Il Direttore scientifico: Maria Gabriella Pasqualini 

Per il movimento jihadista nigeriano “Jama’atu Ablis Sunna Lidda’ Awati Wal Jihad” (“Popolo affidatosi agli insegnamenti del Profeta per la preghiera e il combattimento”), noto in Occidente come Boko Haram (“La cultura occidentale è peccato”) il nuovo anno 2015 si apre con un’offensiva che oltrepassa i confini della regione e si estende in Niger, Ciad e Camerun.

E’ la risposta dei terroristi al Presidente Jonathan Goodluck che, alla ricerca di consensi e voti per le elezioni delle presidenziali del 14 febbraio, aveva assicurato l’avvenuta tregua con Boko Haram e la liberazione delle centinaia di persone sequestrate sin dall’aprile 2014.

Il gruppo smentisce e passa ai fatti.

La stessa notte di Capodanno, l’organizzazione esegue due assalti: un commando attacca nel Nord del Camerun un pullman con passeggeri, uccidendone alcuni e sequestrandone altri; un altro gruppo assalta il villaggio di Malari nel Nord Est nigeriano e sequestra oltre 40 giovani tra i 10 e i 20 anni conducendoli nella Sambisa Forest, base di Boko Haram dove si ritiene nasconda la maggior parte degli ostaggi.

Dopo appena una settimana, come da notizie pervenute, un imponente schieramento di Boko Haram circonda 16 villaggi lungo le rive del Lago Ciad, nel Nord-Est nigeriano, utilizza almeno tre giovanissimi kamikaze, costringendo alla fuga l’Esercito e devastando la città di Baga, sede della “Multi-National Joint Task Force” (Mnjtf), composta da militari provenienti da Nigeria, Niger e Ciad.

Il Quartier Generale della Mnjtf cade dopo tre giorni di combattimenti e viene occupato consentendo a Boko Haram di controllare i tre confini dello Stato del Borno, il più importante dei 12 Stati musulmani del Nord nigeriano, con Niger, Ciad e Camerun. La battaglia ha un bilancio di vittime, oscillante fra le 400 e le 2 mila e segna una discontinuità con il passato.

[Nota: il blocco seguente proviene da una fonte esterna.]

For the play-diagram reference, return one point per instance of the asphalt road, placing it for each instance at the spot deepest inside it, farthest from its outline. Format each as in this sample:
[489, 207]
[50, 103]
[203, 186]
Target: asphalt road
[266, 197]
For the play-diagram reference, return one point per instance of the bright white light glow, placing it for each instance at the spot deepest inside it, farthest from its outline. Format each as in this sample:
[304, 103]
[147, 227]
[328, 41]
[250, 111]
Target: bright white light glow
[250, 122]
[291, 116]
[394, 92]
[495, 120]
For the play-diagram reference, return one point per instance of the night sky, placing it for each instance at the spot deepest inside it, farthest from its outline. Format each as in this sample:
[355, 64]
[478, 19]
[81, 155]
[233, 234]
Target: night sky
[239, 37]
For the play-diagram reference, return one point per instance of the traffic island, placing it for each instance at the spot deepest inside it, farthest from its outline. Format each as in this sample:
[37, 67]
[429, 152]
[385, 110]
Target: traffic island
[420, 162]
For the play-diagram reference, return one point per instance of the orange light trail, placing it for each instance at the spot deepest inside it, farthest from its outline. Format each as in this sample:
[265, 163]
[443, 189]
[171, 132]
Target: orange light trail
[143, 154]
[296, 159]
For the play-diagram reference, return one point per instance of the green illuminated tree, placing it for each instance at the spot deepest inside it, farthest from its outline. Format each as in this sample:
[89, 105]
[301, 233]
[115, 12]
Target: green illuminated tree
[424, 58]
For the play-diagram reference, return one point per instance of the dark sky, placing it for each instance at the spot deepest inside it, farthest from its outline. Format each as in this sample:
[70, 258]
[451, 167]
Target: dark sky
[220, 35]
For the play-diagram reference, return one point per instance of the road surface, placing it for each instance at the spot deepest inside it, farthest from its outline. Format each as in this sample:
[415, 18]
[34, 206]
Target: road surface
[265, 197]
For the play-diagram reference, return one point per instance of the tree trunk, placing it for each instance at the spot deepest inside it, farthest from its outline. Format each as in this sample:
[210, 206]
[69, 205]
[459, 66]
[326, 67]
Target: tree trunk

Innanzitutto, indica che l’alleanza del leader nigeriano, Abu Bakar Shekau, con Abu Bakr al Baghdadi, califfo di ISIS (Islamic State of Iraq and Sham), è concreta e l’agenda combattente è identica:

  • guerra al Governo locale e agli Stati “apostati” confinanti per acquisire profondità strategica;
  • fondazione di uno Stato Islamico basato sulla sharia, nel continente africano per Boko Haram e per ISIS nello Sham (Libano, Siria, Iraq);
  • utilizzo di modelli operativi cruenti e ampiamente criticati dalla totalità dei leader religiosi musulmani.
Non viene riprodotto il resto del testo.